The holiday decor in my own home more resembled debris from a disaster scene. I know what it looked like. It looked like I didn't know any better.

I think that is what has bothered me the most about this life. I DO know better. However when living under abnormal circumstances, I'm always going to come up short when judged by traditional standards.

Alas, out of necessity, I had to let my inner Martha Stewart go.

At home, when our son would tear down my decorations, I stopped trying to put them back up. I took it as a sign that my way of doing things was making him uncomfortable. And, this home is not just my home. It's his home as well. Just as I had to adjust to his father (lol!) when we married and began living together, we would have to do the same as our son grew and became more of a presence in the house.

Christmas is a terribly difficult time for our kids--the light, the sounds, so many people standing way too close and demanding, "Here! Here's a present!! Open it! Open it!"

Watching our older son cover his ears, shove his presents away and run out of the room has given me new perspective on the holiday. And, even in the less obvious lessons such as hanging objects, I've learned the profound lesson that what is fun for the masses is not fun for all. Family members with special needs need extra attention during this time of year so that they, too, can find delight in the season.

Perhaps I can channel my inner Martha this year--or one year soon--to find an autism-friendly way of creating the magic of the season in our home.

Here's to a calm, quiet and magical holiday season to you all!


  1. I say that you tinsel-up at least one vacuum cleaner.

  2. No dangling...that's a tough call. I am thinking there must be non-dangling ornaments that clip to the tree, rather than hang. Ribbons, birds, pine cones, ya know? Maybe if they didn't move he could enjoy them. Maybe run the string of plastic cranberries up and down the tree, kind of inside the branches, so they can't move? Or maybe it's the tree itself, the fact that it's not 'normal' in his surroundings and therefore, not welcome. Beth may have the answer, just decorate a vacuum with nothing HANGING freely!

  3. Many times in my life I've lived in apartments or houses that simply had no room for a tree. Would lay evergreen boughs on the windowsills or shelves. Of course, my inner Martha Stuart committed suicide many years ago. : - )

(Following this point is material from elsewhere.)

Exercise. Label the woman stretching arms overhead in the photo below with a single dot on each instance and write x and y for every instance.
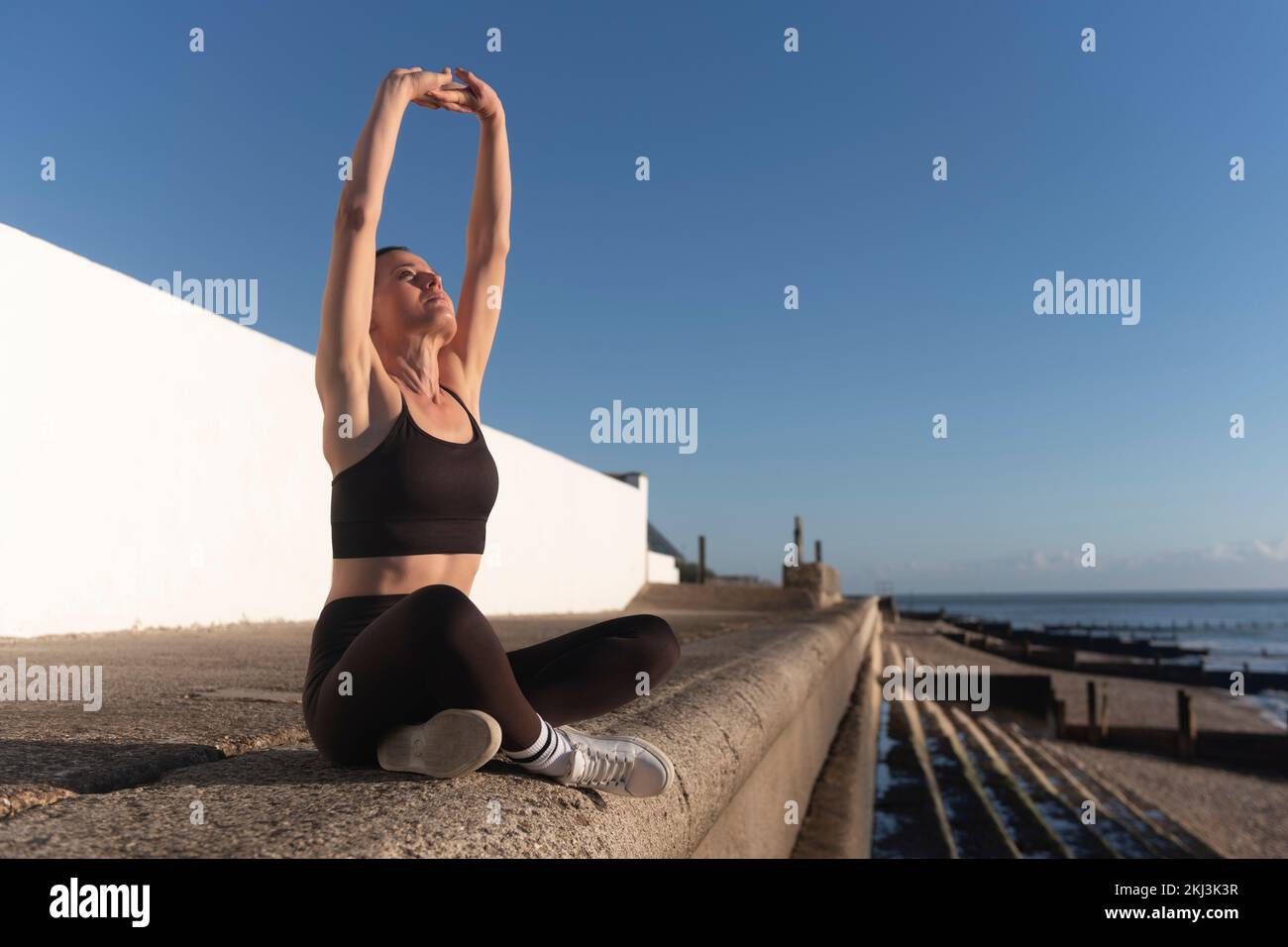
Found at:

  4. thanks, amy, for stopping by my blog... i appreciate your kind words....
    i see you listed as an interest.. SLEEP... i hope you are getting what you need...
    thanks, too, for sharing your stories...

  5. That's a toughie. What about snowflakes on the windows? Would he take those (taped to the windows) as hanging?

    For the tree... the pinecones would be good. Just placed on te branchs and then tied so they don't move? You could paint them for different looks, and even add glitter! :) Look up Martha Stewarts "stars" to make out of paper and set them on branches. Or on other places.

    I understand how tough it is for you at this time of year. Just remember that YOU are just as important at this time of year as your children are. xx I quite like the idea of a silent calm holiday season too.